We got different results when full sample is separated in three subsamples: (i)
Portuguese Market; (ii) Spanish Market and (iii) Italian Market. Table 7 displays results for
Spanish firms and Table 8 reports the Italians’ firms ones. Portuguese results didn’t output
any statistical significance.
Spanish results evidence that FC hedging activity is higher rewarded than IR one, whilst
in the Italian market IR hedging seems to be the most important for the market. Comparing to
the Spanish market, Italy is more regional and focused on Economic European Community
commercial relationship, whereas Spain developed a strong Latin American countries
relationship. Several Firms quoted in Madrid stock market have their Head Office located in
that region, using a different currency from euro.
Regarding control variables, we observed that Leverage (LEV) is always negative and
statistically significant at a 1% level, within full sample or Spanish and Italian subsamples.

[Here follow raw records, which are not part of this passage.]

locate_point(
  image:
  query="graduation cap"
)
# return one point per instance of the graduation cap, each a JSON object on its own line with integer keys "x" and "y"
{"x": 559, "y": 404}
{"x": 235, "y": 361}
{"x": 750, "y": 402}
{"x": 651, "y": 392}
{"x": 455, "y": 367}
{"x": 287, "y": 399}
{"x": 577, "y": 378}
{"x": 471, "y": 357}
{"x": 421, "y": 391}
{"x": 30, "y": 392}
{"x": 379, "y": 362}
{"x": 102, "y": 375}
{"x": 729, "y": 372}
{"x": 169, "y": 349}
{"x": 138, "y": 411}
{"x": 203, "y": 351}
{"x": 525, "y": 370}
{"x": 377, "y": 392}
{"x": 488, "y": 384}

We can also find positive statistically significant coefficients in Geographic Diversification
(GD) and Industrial Diversification (ID). GD seems to be more important for Italian market,
whereas in Spain ID has more statistically significant coefficients.

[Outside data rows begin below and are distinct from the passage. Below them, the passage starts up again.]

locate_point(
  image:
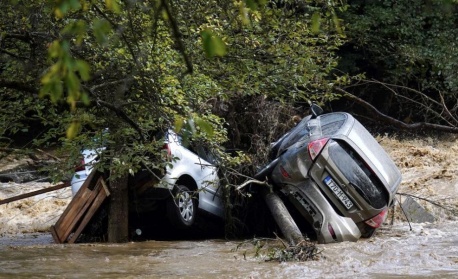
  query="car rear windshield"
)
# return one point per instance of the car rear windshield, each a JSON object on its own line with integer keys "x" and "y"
{"x": 359, "y": 174}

Table 6 displays full sample test results. Hedging dummy coefficients are all positive
and statistically significant at 1% and 5% level as expected, except in Models 6 and 9. The
last one is statistically significant, at 10% level. We also found evidences that, on average,
hedging with derivatives is a higher rewarded activity (Models 2 and 3), comparing to
hedging with any kind of security (Model 1), plus 1.31% to 2.35%. Hedgers against non-
hedgers display a 12.53% premium, whilst FC(IR) derivative hedgers against non hedgers
output premiums of 13.84% and 14.88%.
The results from IR and FC derivative hedgers separately are very similar. Except with
FC(IR) derivative only users (Models 6 and 9). Model 9, IR only hedgers against non-hedgers
displays a coefficient statistically significant at 10% level, whilst the results with FC
derivative only hedgers didn’t display any statistical significance. Models 4 to 6, FC
derivative hedges, output premiums from 13.63% to 14.56%, and in Models 7 to 9 (IR
derivative hedgers) we have premiums from 10.43% to 14.70%.
The value effects of foreign currency and interest rate derivative use: Italy, Spain and Portugal
15
Several control variables’ coefficient output the expected signal, but only some of them
are statistically significant. The natural log of total assets (Size), a proxy for firm size,
displays a negative sign as in Lang and Stulz (1994), but rarely output statistical significance.
Contraire to expectations, on average, firms with higher leverage (LEV) have lower value and
the corresponding estimated coefficients are statistically significant, in all models, at 1%
level, as it was found in Greek stock market analyzed by Kapitsinas (2008).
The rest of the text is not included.